La dimensione relazionale dello stress sta imponendosi con sempre maggiore forza all’attenzione di studiosi di diverse aree che convengono come sia spesso impossibile predire chi e quando una persona entrerà in fase di stress, ma nello stesso tempo come risulti chiaro e comprensibile il suo percorso, una volta che comincia a mostrare i suoi primi sintomi. La difficoltà di predizione, che è altra cosa rispetto alla possibilità di prevenzione, è strettamente legata a questa zona di chiaroscuri che in ogni soggetto caratterizza il suo livello di ambizioni e di aspettative, spesso inconfessate anche a se stesso.

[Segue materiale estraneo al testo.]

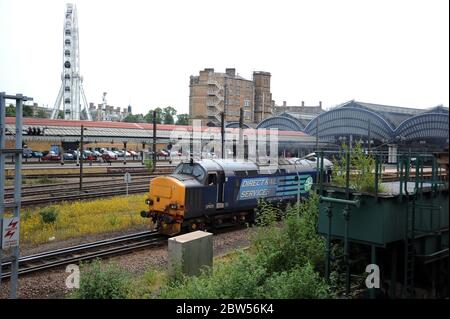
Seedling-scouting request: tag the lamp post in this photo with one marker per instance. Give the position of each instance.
(298, 184)
(81, 156)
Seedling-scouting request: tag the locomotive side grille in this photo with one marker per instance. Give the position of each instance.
(193, 199)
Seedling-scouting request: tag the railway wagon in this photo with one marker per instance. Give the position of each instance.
(219, 193)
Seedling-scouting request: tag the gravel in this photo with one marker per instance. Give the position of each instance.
(51, 284)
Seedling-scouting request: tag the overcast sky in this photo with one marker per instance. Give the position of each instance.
(142, 53)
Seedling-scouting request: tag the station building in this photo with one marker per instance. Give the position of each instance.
(379, 125)
(46, 134)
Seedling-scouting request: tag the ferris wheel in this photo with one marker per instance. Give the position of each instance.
(71, 81)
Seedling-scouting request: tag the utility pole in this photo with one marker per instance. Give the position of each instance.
(262, 113)
(241, 133)
(222, 132)
(225, 98)
(81, 157)
(317, 134)
(154, 141)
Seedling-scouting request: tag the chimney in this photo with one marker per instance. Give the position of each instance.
(231, 72)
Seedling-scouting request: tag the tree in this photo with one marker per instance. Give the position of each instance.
(27, 111)
(182, 119)
(169, 112)
(159, 116)
(41, 114)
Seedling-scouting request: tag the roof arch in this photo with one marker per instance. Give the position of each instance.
(282, 123)
(235, 124)
(427, 125)
(350, 121)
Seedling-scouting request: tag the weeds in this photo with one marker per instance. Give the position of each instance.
(74, 219)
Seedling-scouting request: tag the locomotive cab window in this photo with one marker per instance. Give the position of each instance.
(212, 179)
(192, 170)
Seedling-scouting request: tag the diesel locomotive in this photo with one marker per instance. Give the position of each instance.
(219, 192)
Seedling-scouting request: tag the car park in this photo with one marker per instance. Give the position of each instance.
(51, 156)
(27, 153)
(108, 156)
(68, 156)
(37, 154)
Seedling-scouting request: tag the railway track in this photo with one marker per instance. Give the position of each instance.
(54, 193)
(102, 248)
(34, 190)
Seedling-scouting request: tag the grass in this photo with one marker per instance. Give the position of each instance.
(76, 219)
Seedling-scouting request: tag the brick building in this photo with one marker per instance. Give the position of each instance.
(212, 93)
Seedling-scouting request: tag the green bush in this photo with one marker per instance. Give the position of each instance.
(49, 215)
(97, 282)
(281, 263)
(296, 243)
(240, 278)
(298, 283)
(362, 170)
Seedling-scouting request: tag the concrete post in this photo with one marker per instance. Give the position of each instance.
(189, 252)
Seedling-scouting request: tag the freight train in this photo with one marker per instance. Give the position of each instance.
(219, 192)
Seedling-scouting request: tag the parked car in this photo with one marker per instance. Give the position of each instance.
(27, 153)
(133, 153)
(96, 153)
(68, 156)
(311, 161)
(51, 156)
(163, 153)
(37, 154)
(108, 156)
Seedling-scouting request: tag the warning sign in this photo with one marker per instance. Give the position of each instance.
(10, 232)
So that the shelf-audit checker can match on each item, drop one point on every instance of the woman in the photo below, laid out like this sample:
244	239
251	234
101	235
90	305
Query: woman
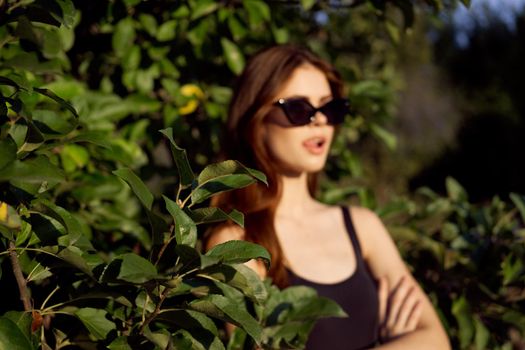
282	120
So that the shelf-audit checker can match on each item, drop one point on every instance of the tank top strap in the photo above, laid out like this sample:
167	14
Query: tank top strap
351	232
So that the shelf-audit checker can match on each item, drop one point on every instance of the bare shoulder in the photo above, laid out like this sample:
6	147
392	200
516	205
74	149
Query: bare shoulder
224	233
369	228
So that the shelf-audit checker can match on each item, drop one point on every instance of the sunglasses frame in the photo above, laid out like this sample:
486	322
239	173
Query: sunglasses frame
284	104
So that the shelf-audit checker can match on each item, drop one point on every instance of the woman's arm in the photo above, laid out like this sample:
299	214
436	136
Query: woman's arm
406	297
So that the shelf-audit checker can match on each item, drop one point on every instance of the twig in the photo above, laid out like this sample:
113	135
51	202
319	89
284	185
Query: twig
157	310
20	280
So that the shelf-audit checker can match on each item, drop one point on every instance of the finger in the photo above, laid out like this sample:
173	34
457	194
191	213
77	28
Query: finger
406	308
383	298
396	300
415	315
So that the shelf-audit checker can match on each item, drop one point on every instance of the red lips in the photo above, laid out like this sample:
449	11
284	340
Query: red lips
315	145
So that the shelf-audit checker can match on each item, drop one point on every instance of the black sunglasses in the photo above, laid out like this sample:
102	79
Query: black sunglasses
300	112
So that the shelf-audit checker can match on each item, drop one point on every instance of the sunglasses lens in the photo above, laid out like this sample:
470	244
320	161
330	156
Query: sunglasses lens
335	111
298	111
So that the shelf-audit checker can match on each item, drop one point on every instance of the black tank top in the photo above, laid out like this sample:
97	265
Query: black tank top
358	297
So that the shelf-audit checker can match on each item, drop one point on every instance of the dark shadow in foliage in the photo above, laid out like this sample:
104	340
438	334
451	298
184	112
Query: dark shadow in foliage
489	76
487	160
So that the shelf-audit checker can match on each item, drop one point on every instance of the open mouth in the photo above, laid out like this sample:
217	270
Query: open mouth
315	145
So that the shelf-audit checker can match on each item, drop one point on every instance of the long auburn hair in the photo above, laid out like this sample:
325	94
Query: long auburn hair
256	90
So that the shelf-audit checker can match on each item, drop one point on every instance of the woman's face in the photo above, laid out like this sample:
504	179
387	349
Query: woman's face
300	149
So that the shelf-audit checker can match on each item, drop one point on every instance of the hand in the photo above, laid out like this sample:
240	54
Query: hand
399	309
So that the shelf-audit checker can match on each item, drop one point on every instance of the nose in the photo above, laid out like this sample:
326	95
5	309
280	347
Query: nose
318	119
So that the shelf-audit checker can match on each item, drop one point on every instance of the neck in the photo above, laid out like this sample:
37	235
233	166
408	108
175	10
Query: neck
295	197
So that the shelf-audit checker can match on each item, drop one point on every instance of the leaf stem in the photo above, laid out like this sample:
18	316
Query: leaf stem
157	311
49	297
19	276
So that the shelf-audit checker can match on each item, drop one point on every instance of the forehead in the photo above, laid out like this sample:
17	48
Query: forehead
307	81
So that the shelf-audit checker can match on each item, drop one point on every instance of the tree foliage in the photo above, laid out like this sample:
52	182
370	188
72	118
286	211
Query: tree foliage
101	215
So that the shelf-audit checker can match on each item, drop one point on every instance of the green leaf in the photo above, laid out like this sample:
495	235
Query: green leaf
308	4
11	337
203	8
185	228
139	188
66	219
36	171
63	103
463	315
76	258
241	277
233	55
7	151
237	29
120	343
235	252
74	157
258	12
387	137
511	268
519	202
189	319
166	31
95	137
223	308
67	13
22	319
455	191
95	321
131	60
223	176
9	82
212	214
181	160
33	140
228	167
149	23
482	334
124	36
135	269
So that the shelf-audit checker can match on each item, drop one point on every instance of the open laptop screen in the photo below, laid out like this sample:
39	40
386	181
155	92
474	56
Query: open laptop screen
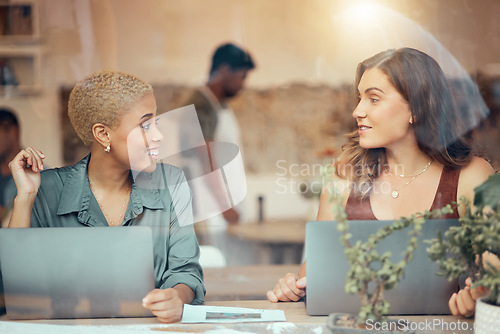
420	291
76	272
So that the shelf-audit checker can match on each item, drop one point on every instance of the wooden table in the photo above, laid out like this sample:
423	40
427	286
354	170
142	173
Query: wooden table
297	322
244	282
281	240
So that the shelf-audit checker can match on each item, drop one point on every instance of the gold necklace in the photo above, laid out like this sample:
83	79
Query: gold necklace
106	215
395	192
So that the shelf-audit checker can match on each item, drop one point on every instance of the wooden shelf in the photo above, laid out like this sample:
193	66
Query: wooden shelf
20	48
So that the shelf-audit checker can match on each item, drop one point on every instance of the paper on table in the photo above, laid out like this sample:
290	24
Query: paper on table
218	314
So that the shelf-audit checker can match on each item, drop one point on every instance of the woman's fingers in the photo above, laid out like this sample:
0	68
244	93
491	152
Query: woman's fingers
35	158
465	303
452	303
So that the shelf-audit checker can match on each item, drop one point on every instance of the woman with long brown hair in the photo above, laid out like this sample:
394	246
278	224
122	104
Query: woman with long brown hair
411	152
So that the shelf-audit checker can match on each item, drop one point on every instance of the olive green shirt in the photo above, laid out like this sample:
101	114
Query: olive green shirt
161	200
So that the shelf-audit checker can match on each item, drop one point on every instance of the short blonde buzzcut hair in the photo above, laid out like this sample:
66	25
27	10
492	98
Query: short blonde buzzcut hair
101	97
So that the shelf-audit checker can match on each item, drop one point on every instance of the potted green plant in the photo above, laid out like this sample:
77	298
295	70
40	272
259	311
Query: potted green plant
460	251
372	273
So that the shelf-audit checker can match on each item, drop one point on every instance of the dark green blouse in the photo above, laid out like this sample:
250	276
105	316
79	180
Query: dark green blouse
161	200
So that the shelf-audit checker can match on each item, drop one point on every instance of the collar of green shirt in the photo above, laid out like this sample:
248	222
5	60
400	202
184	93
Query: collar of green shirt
76	194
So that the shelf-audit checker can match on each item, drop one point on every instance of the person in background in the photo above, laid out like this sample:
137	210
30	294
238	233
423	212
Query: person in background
114	113
229	69
9	146
409	153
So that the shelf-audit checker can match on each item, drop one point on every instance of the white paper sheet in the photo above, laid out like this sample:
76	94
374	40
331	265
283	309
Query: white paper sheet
218	314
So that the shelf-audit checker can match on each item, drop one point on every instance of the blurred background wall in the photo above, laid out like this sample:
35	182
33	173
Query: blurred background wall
298	101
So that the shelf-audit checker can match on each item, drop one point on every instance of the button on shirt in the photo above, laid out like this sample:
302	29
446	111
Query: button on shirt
160	200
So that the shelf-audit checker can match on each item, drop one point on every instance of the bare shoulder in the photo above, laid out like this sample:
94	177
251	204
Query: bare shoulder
472	176
336	189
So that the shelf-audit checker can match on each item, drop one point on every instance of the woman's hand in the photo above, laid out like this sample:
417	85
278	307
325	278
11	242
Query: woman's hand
289	288
25	169
165	304
463	303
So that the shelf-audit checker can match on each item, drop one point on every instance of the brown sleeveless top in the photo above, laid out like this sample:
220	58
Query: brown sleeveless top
361	209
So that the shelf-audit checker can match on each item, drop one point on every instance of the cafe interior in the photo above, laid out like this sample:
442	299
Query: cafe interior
293	111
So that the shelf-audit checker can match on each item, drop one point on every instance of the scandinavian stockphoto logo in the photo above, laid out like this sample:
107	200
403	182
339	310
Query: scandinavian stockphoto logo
212	173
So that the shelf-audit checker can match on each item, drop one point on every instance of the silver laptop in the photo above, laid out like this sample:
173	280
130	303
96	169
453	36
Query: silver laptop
76	272
420	291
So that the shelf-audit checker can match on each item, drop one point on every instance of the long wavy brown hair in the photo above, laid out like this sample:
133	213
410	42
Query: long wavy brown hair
439	129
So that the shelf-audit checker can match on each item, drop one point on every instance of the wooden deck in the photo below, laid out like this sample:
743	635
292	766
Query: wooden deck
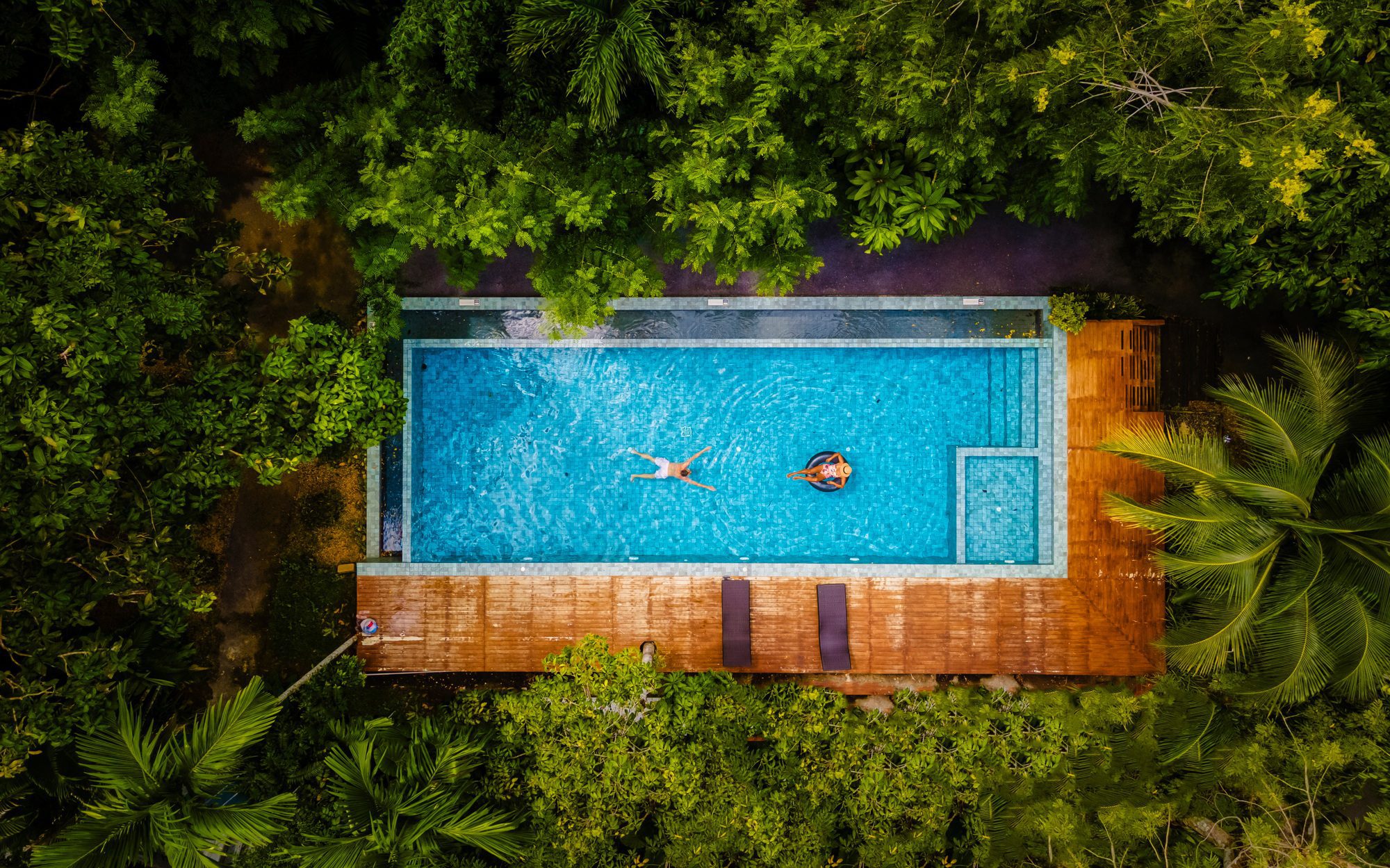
1100	619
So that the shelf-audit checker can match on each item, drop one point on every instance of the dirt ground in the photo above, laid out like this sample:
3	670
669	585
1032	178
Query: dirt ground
256	525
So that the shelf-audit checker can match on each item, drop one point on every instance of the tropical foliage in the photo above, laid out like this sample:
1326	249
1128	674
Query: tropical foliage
1252	131
407	799
622	762
133	397
170	792
614	42
1278	546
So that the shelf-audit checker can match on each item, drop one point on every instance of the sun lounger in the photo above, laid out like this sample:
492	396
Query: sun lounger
737	643
835	626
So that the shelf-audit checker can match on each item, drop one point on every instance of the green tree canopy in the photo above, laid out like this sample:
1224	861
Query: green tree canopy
1281	558
131	397
408	797
614	41
170	792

Ci sono emozioni che scaturiscono da una prolungata esposizione a fattori stressanti per lo più di tipo doloroso, che possono raggiungere una soglia di intolleranza grave per l’individuo. La sensazione di non poter reagire si accompagna alla consapevolezza di sentirsi sopraffatti dagli eventi, per cui lo scenario che ne deriva è quello di uno spiccato disorientamento, con fantasie di fuga, perdita di autocontrollo e un tono dell’umore decisamente depresso.
Dipenderà dall’individuo elaborare questo stato d’animo così complesso per innescare un processo di tipo adattativo, che consenta una ridefinizione della propria identità, una riorganizzazione della rete dei rapporti sociali e una riprogettazione a livello professionale. Cose molto difficili da fare da soli, pressoché impossibili senza una adeguata educazione terapeutica. L’esperienza acquisita, se opportunamente rielaborata, deve riguardare non solo l’analisi dei fattori di stress e delle circostanze che lo hanno provocato, deve affrontare soprattutto l’analisi di sé e delle proprie attese. Allora la persona può emergere dalla condizione di stress con una chiave di considerazioni che gli consentiranno di prevenire ulteriori condizioni stressanti, che saranno gestite meglio se saranno opportunamente identificate da adeguati predittori.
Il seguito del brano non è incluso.